Her bags are packed the day that Bender returns home early. His gestures are stifled, and he looks panicked. When he announces he has cancer and has been given a period of time, she doesn't believe it, but in these moments, she can see that the untouchable surgeon is shaken. This is so foreign that it stuns her into the realization that Bender is telling the truth. Saphora still cares for him, though wants to have nothing left to give. But with him sick, she just can't bring herself to do anything but offer her support.
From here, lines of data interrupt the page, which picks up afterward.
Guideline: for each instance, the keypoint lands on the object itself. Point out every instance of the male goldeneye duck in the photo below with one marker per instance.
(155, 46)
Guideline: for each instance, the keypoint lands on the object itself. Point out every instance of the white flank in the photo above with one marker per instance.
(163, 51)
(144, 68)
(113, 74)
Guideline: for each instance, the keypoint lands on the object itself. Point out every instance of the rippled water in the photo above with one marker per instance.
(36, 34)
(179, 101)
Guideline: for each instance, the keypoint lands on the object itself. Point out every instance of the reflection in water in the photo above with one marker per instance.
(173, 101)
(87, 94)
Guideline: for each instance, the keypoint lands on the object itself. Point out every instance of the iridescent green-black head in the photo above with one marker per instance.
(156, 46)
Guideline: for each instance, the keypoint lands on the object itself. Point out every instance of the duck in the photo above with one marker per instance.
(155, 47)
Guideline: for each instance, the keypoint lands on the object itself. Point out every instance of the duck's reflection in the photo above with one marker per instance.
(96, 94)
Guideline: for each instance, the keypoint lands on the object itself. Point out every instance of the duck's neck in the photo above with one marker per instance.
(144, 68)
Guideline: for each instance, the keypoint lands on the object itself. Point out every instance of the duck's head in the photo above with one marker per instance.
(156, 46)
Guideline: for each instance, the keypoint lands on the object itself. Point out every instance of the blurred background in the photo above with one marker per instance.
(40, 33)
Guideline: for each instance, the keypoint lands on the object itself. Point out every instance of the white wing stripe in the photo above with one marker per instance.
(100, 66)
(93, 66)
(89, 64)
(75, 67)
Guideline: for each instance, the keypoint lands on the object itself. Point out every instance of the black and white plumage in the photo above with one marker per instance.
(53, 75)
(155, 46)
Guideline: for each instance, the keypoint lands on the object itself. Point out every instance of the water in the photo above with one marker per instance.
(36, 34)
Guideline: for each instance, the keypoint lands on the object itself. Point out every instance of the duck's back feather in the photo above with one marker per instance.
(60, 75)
The couple has raised three children who have grown into happy adults. They are aware of their parents' faults, but still adore them. Because Bender is a successful plastic surgeon, they've been well off through the years, and their life seems enviable. But some blessings have the odd effect of causing unhappiness. Bender and Saphora have both developed a tendency for depending on their housekeeper, a luxury that affords them too much time apart and no reliance on each other. Now with marital bliss out of reach and marital ties seeming unbreakable, Saphora goes with Bender to their beach house in Oriental. This is near the hospital where he'll undergo surgery and chemotherapy and then spend his remaining time with family.
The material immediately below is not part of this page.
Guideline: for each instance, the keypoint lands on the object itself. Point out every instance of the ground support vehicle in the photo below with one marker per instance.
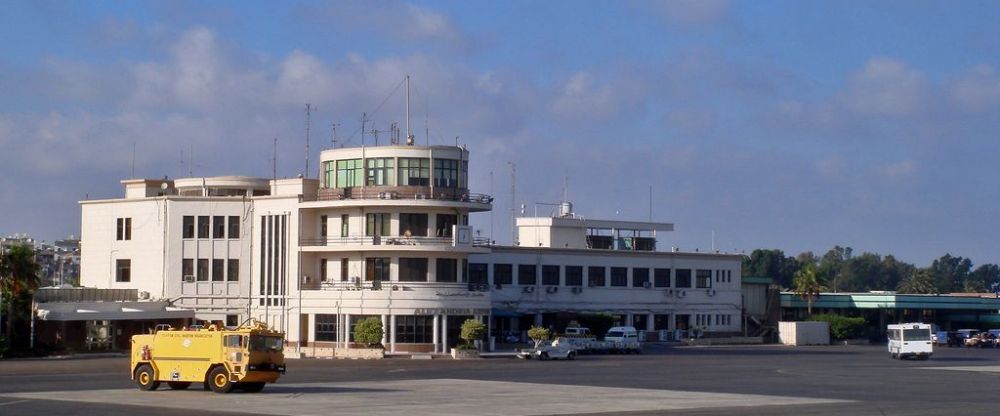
(558, 349)
(910, 340)
(246, 357)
The children and grandchildren soon come to offer support and deal with the shock. After surgery, Bender returns to the beach house full of grieving people while coping with the loss of his hair, his health and his independence. His mental state alternates between hesitation and a nervous panic, finally flowing into more pleasant, peaceful moments where understanding comes. These times are reserved for family and dear friends but also for God --- a new development for Bender. Tender moments are directed toward Saphora, who he has begun to approach with a new insecurity. This has caught Saphora completely off guard and brought her to the realization that she hasn't experienced real warmth with him since they were first married. They find relief along with heartache as they say goodbye while reconnecting. As Bender becomes fragile, his character changes surprise everyone, and Saphora responds by being completely honest and communicating her feelings. With a change in philosophies, difficult struggles become the means to lead both down the path of accepting a future with new possibilities.
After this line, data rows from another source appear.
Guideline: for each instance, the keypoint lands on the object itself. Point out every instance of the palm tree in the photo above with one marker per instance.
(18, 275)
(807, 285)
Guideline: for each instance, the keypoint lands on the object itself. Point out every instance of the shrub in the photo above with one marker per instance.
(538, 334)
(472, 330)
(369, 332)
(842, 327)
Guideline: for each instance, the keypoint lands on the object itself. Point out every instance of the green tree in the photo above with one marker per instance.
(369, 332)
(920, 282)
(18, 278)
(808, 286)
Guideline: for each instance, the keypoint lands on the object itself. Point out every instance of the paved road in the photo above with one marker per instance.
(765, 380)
THE PIRATE QUEEN takes readers back into the wonderful years and the not-so-good ones of this lovely couple, and the end result of their becoming distant. And then it drives forward into an emotional journey with a known outcome. You feel sorry for them at first, especially for Bender and Saphora, who seem to have been robbed of the best years of their lives. But the event has the miraculous effect of touching everyone they know. Regrets fade with the realization that they've found something better and gained the opportunity for real closeness. In a way, this is maddening because it dramatizes killing off Bender to accomplish this --- a disturbing fact that remains even until the end. But readers will be surprised at how genuinely vested they become in what happens to a sweet couple who has gained compassion for each other and made their love story mean something.
Any readers who have experienced a similar loss should appreciate the simple honesty and truth in this poignant, well-written family drama. All others who enjoy so-sweet love stories should look no further. Just be certain you have a full box of tissues close by (you'll definitely need them).